Not to say Jacksonville is all bad. There are some really nice people here. It is close to the beach which makes it pretty boss in my book. Dig deep and there are actually quite a few fun and unique things to do. We even have a hometown hero who ninja kicks on the corner of Western Blvd. and Hwy 17, never failing to brighten my day (Radio!) This blog won't be all negative. I will try to point out the good with the bad... but mostly the arcane, ridiculous and annoying. Jacksonville has plenty to offer on all sides of the spectrum.
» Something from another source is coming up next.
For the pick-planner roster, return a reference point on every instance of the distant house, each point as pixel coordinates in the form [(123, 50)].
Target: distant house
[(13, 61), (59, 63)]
Many dear readers may be wondering just who the hell I am. Well... I live in Jacksonville. That's enough. It doesn't matter if I am male or female, military or townie, married or single. I am aiming for anonymity (mostly due to the death threats I hope to receive when I start skewering the chicks with the "Half my heart is in..." bumper stickers).
Feel free to comment and leave me critiques, encouragment, tips and even death threats. Until then... Viva J-Vegas!